Наш полк посетил командующий ВВС А.А. Новиков. Выступая перед строем летчиков, он, в частности, сказал, что особой «заботой» истребителей должен быть самолет ФВ-189, который, корректируя огонь немецкой артиллерии, сильно досаждал наземным войскам. На следующий день, 17 сентября, Клещева вызвали на совещание в штаб фронта. Вернувшись, он собрал летчиков и объявил, что завтра, 18-го, начнется решительное наступление наших войск с севера на юг в направлении станции Котлубань (15 километров западнее города) с целью отрезать и окружить немецкие войска, осадившие Сталинград. За день наши войска должны были продвинуться на 30 километров.
С утра полк вылетел тремя большими группами на линию фронта чуть севернее станции Котлубань. Я был в первой группе ведомым у командира полка. Когда мы подошли к району, я увидел перед собой находящийся в развороте ФВ-189, получивший прозвище «рама» из-за его формы, образованной двумя крыльевыми балками, к которым крепилось оперение. Может быть, Клещев намеренно отошел слегка в сторону, чтобы предоставить его мне. Я атаковал «Фокке-Вульф», довольно спокойно прицеливаясь (что меня потом удивило). Взял немного большее упреждение и открыл огонь, постепенно уменьшая упреждение. К сожалению, стреляла только пушка, имевшая небольшую скорострельность, а оба крупнокалиберных пулемета БС отказали, поэтому вероятность попадания была не очень велика. «Рама» разворачивалась с большим креном, дальность до нее уменьшилась метров до пятисот. «Рама» еще увеличила крен и перешла в пикирование. Я еще немного прошел за ней, но потом прекратил огонь и вернулся на свое место к ведущему. Перед вылетом мне строго-настрого было сказано: ни в коем случае не уходить от него. Ниже шла вторая наша группа, капитана Стародуба, и «раму» добили. Это была первая в моей жизни стрельба по воздушной цели.
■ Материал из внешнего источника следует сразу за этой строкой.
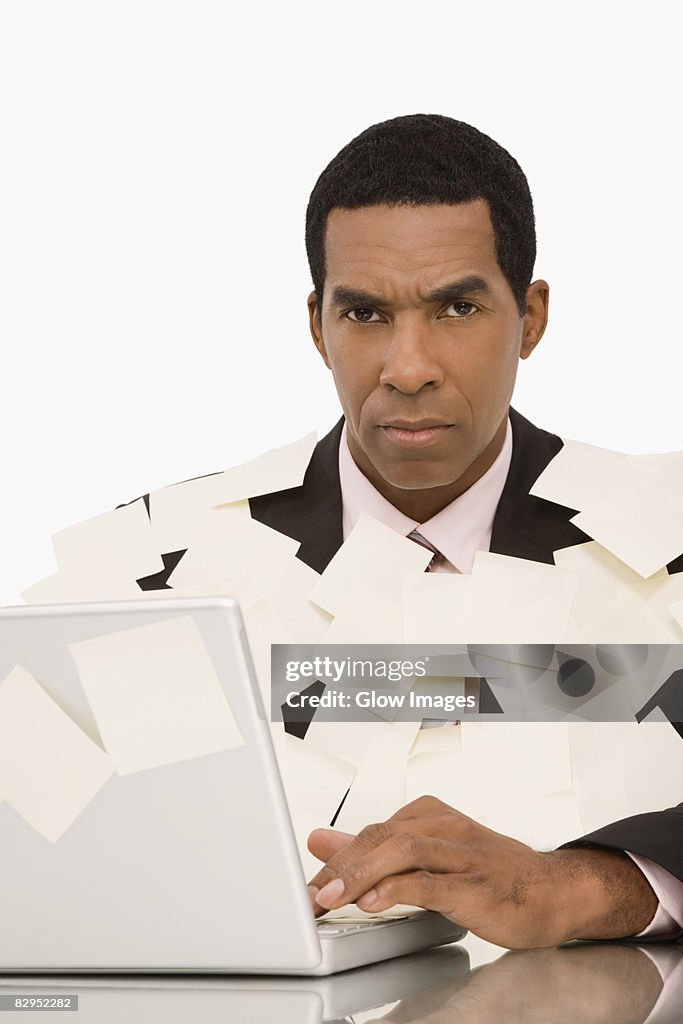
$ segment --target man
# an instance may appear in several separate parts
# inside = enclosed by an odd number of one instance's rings
[[[515,160],[446,117],[374,125],[318,179],[306,245],[311,333],[344,418],[303,485],[252,499],[252,516],[319,572],[362,512],[429,547],[431,571],[470,572],[478,549],[552,563],[587,540],[571,510],[529,495],[561,440],[510,408],[549,294],[531,280],[533,206]],[[179,557],[141,585],[163,585]],[[683,805],[537,853],[424,797],[309,845],[326,861],[311,882],[319,914],[411,903],[510,947],[683,927]]]

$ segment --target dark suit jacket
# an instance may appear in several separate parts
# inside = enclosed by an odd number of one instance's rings
[[[559,452],[562,440],[535,427],[514,409],[510,409],[510,421],[512,462],[494,518],[490,550],[553,564],[553,551],[590,539],[569,521],[577,510],[529,494]],[[301,487],[261,495],[249,502],[254,519],[300,541],[298,557],[317,572],[323,571],[343,539],[338,466],[343,422],[340,420],[316,445]],[[164,555],[164,571],[138,581],[142,589],[166,586],[183,554],[177,551]],[[670,573],[682,572],[683,555],[667,568]],[[567,845],[627,849],[649,857],[683,881],[683,804],[627,818]]]

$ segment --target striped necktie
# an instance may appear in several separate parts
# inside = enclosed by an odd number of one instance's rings
[[[426,537],[423,537],[421,533],[418,533],[417,530],[411,530],[411,532],[408,534],[408,540],[415,541],[415,543],[419,544],[420,547],[426,548],[427,551],[431,551],[432,552],[432,560],[429,563],[429,565],[427,566],[427,568],[425,569],[425,572],[431,572],[435,565],[438,565],[439,562],[444,560],[444,556],[439,551],[439,549],[435,548],[434,545],[431,544],[427,540]],[[446,725],[460,725],[460,722],[459,721],[444,722],[441,719],[433,720],[433,719],[429,719],[429,718],[423,718],[422,719],[422,723],[420,725],[420,728],[421,729],[439,729],[439,728],[441,728],[441,726],[446,726]]]
[[[427,568],[425,569],[425,572],[431,572],[434,568],[436,568],[439,562],[443,560],[443,555],[441,554],[439,549],[435,548],[433,544],[430,544],[427,538],[423,537],[422,534],[418,533],[417,530],[411,530],[411,532],[408,534],[408,540],[412,540],[416,544],[419,544],[420,547],[426,548],[427,551],[432,552],[431,561]]]

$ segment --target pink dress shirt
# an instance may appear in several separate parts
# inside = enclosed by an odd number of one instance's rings
[[[512,427],[508,419],[503,447],[484,475],[441,512],[425,523],[418,523],[399,512],[360,471],[349,451],[345,423],[339,444],[344,540],[364,512],[404,536],[411,530],[418,530],[444,556],[434,572],[470,573],[475,552],[490,548],[493,519],[511,459]],[[659,900],[655,916],[638,938],[675,937],[683,928],[683,882],[646,857],[626,852],[643,872]]]

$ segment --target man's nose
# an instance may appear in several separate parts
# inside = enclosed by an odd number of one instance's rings
[[[407,319],[396,324],[388,340],[380,384],[416,394],[425,384],[439,386],[444,373],[434,339],[424,324]]]

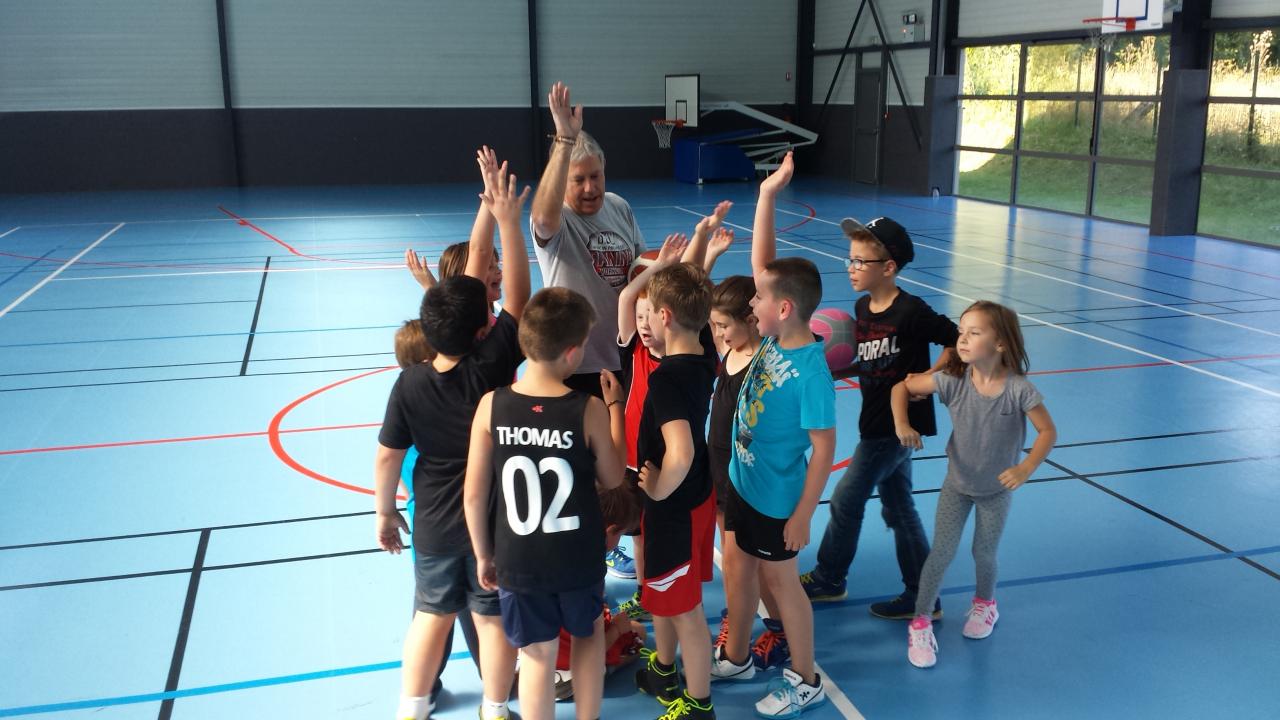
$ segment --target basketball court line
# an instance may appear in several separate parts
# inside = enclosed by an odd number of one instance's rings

Потом мы увидели бомбардировщики «Хейнкель-111». Они шли тройками, их было несколько десятков. Клещев и я подходили к ним первые. Я опять прицеливался по всем правилам и стрелял довольно спокойно. Как только мы открывали огонь, немцы поспешно сбрасывали бомбы (их было хорошо видно) и разворачивались в сторону Дона. Значит, мы не давали им прицельно бомбить, и, может быть, бомбы падали на немецкие позиции. Вели огонь и другие самолеты нашей и двух других групп. Мои пулеметы так и не работали, хотя я, как полагалось, еще раз сделал перезарядку. Сбитых самолетов перед собой я не видел, но потом выяснилось, что было сбито семь бомбардировщиков.
Вдруг по радио я услышал кричащий женский голос: «Мессера сверху! Мессера!» – это предупреждал наземный пост наблюдения. Радиостанции тогда стояли не на всех самолетах, и не все, которые были, работали, но летчики сами увидели подходящие выше нас немецкие истребители и вошли в оборонительный вираж. Мы сделали несколько виражей, я видел наш самолет впереди и, оглядываясь, с облегчением убеждался, что за мной идет самолет тоже с выкрашенным в красный цвет носом – это было отличие машин нашего полка. Вдруг метров на сто ниже меня под углом градусов тридцать проскочил самолет с желтыми полосами на крыле. Me-109! Я понял, что он пытался атаковать меня. Довернуть на него я уже не мог.
Один Як вышел вверх и стал энергично качать крылом – это командир полка призывал летчиков к себе. Необходимо было прекратить вираж и начать активный бой. Летчики наконец одумались и начали маневрировать по вертикали, а я пристроился ведомым к одному из них. У нас уже кончалось топливо, и мессера тоже стали уходить. На аэродроме летчики не смотрели друг другу в глаза – таким опытным, обстрелянным не к лицу было пассивно виражить. Я сказал техникам об отказе пулеметов, они повозились и заверили меня, что теперь все будет в порядке, но, увы, в следующем вылете все повторилось. Отказы БСов были тогда частыми, скандал в связи с этим дошел до самых верхов. Они, может быть, сыграли роль и в судьбе моего брата.